That reminds me of a song called come to australia

Redback, Funnel-Web, Blue-ringed octopus
Taipan, Tigersnake and a Box jellyfish
Stonefish and the poison thing that lives in a shell
That spikes you when you pick it up

Come to Australia
You might accidentally get killed

Your life's constantly under threat
Have you been bitten yet?
You've only got three minutes left
Before a massive coronary breakdown

Redback, Funnel-Web, Blue-ringed octopus
Tiapan, Tigersnake and a Box jellyfish
Big shark just waiting for you to go swimming
At Bondi Beach

Come to Australia
You might accidentally get killed
Your blood is bound to be spilled
With fear your pants will be filled
Because you might accidentally get killed

enough said...


----------



## Van (Oct 29, 2007)

Moving from Oklahoma to Oregon was quite interesting. In Ok. you have poisonous snakes, ticks, chiggers, black widdows, brown recluses, fiddle backs. Here, oh there's the occasional spider bite, but in the Willamette valley, no poisonous snakes, the mosquitos can be tough though.

Hughsie, what's the tune to that little diddy, it almost fits the macarana song.


----------



## Chris15 (Jan 7, 2008)

gafftaper said:


> This could be dangerous having two young Aussies from the same city around here... Wait a minute... I believe I've quite conclusively proven that Jervas is an invisible friend of Logos, created to bolster his side of the great metric war.
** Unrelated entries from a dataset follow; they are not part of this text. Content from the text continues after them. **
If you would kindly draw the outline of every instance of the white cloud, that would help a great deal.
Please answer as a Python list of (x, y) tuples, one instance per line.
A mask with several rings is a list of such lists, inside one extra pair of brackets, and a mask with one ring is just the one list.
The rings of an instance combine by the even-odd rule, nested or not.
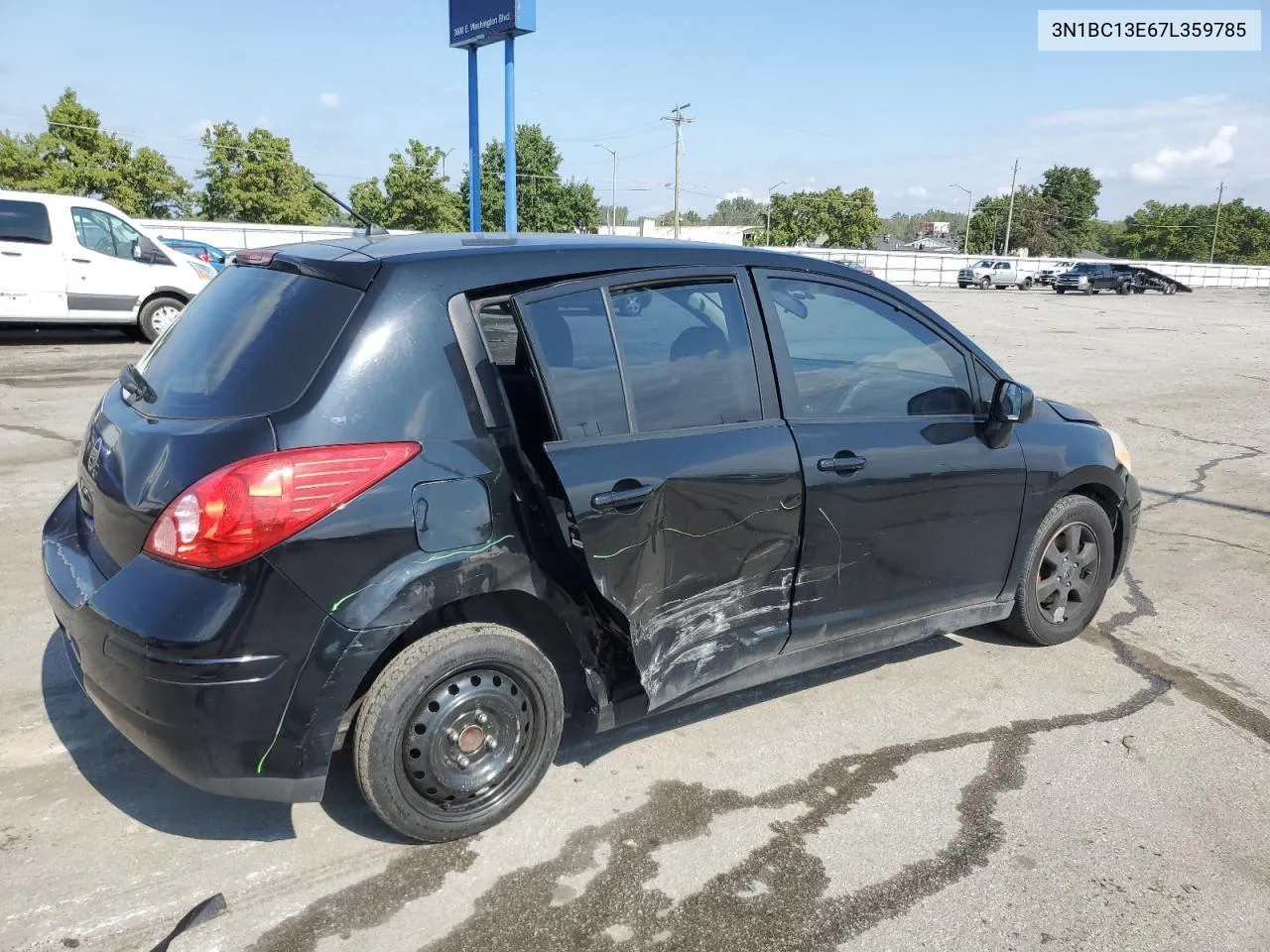
[(1137, 105), (1109, 107), (1099, 109), (1064, 109), (1041, 116), (1033, 126), (1124, 126), (1129, 123), (1152, 122), (1157, 119), (1176, 119), (1184, 116), (1206, 113), (1229, 99), (1224, 93), (1217, 95), (1194, 95), (1180, 99), (1156, 99)]
[(1187, 169), (1212, 169), (1226, 165), (1234, 157), (1232, 140), (1238, 133), (1238, 126), (1223, 126), (1205, 145), (1194, 149), (1161, 149), (1151, 161), (1134, 162), (1129, 174), (1134, 182), (1163, 182), (1172, 173)]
We may need to do some more research here to prove that Hughesie isn't having a similar mental break down. For all I know everyone in Oz may have an invisible friend who likes to post.
> 
> Raktor are you sure you are your own individual entity and not a repressed personality trapped in someone else's body?



Now I know this has been sitting dormant for a month or three, but it looked like it still needed attention... You seem to make this statement that all Australians have this so called invisible identity... Now Gaff, you make me think you are smart, so please do enlighten me as to whom my invisible identity is... Or is it Myth BUSTED?


----------



## gafftaper (Jan 7, 2008)

Chris15 said:


> Now I know this has been sitting dormant for a month or three, but it looked like it still needed attention... You seem to make this statement that all Australians have this so called invisible identity... Now Gaff, you make me think you are smart, so please do enlighten me as to whom my invisible identity is... Or is it Myth BUSTED?



Actually Chris you have been rather quiet for a while... in your absence Logos has taken up the job of being Van's Australian nemesis. Therefore my theory would say that you have been transformed into Logos' invisible friend from the past.

It's also possible that Logos doesn't exist. You couldn't put up with Van's crap any longer so you created him as a pseudo personality to write as in order to let "Chris" rest for a while. 

It's also possible that I've watched way too much Sci-Fi.


----------



## Van (Jan 7, 2008)

My Nemisis ? What? Me? I'm an Anti-podianphile. You Gaff, are the instigater of poor international relations!


----------



## gafftaper (Jan 7, 2008)

Van said:


> You Gaff, are the instigater of poor international relations!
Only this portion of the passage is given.